Viral RNA was extracted from the cell culture supernatant and the small (S) segment (≈3,200 bp) was amplified and sequenced. Phylogenetic analyses were conducted using the neighbor-joining and maximum likelihood program implemented in PAUP 4.0 software (Sinauer Associates, Inc., Sunderland, MA, USA). Sequence analyses confirmed the isolates as Machupo virus (Figure). Eight major Machupo phylogenetic lineages were described based on partial sequence of the nucleocapsid protein gene (2). We observed a similar tree topology based on the glycoprotein gene sequences (Figure). Two distinct lineages were distinguished among the isolates from the Itenez and Mamore provinces: V and VII and I and II, respectively. The recent isolates (2007–2008) from Magdalena and Huacaraje (Itenez Province) grouped within lineage V whereas the 2008 isolate from San Ramon (Mamore Province) belonged to lineage II. These isolates showed 10% nucleotide difference within the S segment and a 6% amino acid difference within the glycoprotein precursor gene. Similar genetic diversity has been described with Machupo virus and other arenaviruses (2–4). Sequences generated were deposited in GenBank (accession nos. FJ696411, FJ696412, FJ696413, FJ696414, and FJ696415).
It is not known whether lineage VII and I viruses continue to circulate or have been replaced by lineage V and II viruses, respectively. This study confirms the long-term maintenance of distinct phylogenetically forms of Machupo virus in a small area within Beni. Although the distribution of the Machupo virus rodent reservoir (Calomys callosus) extends beyond the geographic area of the Machupo cases described, factors that limit the endemic distribution of the virus remain unknown. However, population differences among C. callosus may account for the natural nidality of BHF (5). Studies are needed to fully identify and understand the ecology of the rodent reservoir and Machupo virus transmission.
Machupo virus continues to cause sporadic cases and focal outbreaks of BHF in Bolivia. We describe 5 confirmed human cases (3 fatal) of Machupo virus infection in Beni Department, Bolivia, an area in which BHF is endemic. That all 5 patients were farmers suggests their infections were probably acquired through occupational exposure. Although all the patients received plasma transfusion from patients who had survived BHF infection, 3 patients still died. An early diagnosis and the rapid administration of Machupo immune plasma before the hemorrhagic phase may increase the chance of survival, as has been observed with other arenavirus infections (6–8).
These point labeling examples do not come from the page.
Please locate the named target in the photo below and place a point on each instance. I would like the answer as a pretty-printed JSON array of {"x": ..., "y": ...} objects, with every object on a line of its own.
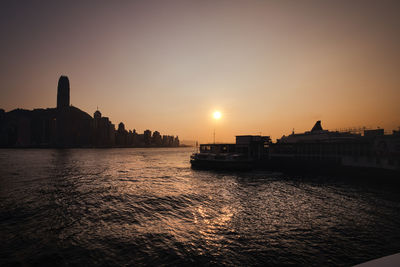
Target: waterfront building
[{"x": 66, "y": 126}]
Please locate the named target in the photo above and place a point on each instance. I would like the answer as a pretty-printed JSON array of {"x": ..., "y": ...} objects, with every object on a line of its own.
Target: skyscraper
[{"x": 63, "y": 92}]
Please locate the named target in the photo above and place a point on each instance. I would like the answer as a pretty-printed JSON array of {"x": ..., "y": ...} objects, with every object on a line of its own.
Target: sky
[{"x": 268, "y": 66}]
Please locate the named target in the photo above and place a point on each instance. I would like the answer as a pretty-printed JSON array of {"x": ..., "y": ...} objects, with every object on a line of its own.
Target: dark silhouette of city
[{"x": 67, "y": 126}]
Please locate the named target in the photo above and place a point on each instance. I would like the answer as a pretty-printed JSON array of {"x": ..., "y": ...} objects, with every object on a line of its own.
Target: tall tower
[{"x": 63, "y": 92}]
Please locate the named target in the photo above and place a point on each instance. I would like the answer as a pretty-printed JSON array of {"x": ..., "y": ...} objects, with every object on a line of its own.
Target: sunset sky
[{"x": 267, "y": 66}]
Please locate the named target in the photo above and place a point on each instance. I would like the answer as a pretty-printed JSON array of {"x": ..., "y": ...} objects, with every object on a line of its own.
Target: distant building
[
  {"x": 63, "y": 92},
  {"x": 67, "y": 126},
  {"x": 147, "y": 137}
]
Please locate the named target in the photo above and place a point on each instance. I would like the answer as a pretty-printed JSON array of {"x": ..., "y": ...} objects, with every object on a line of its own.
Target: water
[{"x": 130, "y": 207}]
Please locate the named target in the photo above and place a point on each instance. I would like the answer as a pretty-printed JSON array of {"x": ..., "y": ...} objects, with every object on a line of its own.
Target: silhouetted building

We thank Roxana Caceda and Juan Sulca for excellent technical assistance and the personnel of the Bolivian Ministry of Health for supporting our febrile illness surveillance study. Local activities were approved by the Ministry of Health of Bolivia and were developed by CENETROP personnel through local coordinators.
This study was funded by the United States Department of Defense Global Emerging Infections Systems Research Program, Work Unit No. 800000.82000.25GB.B0016.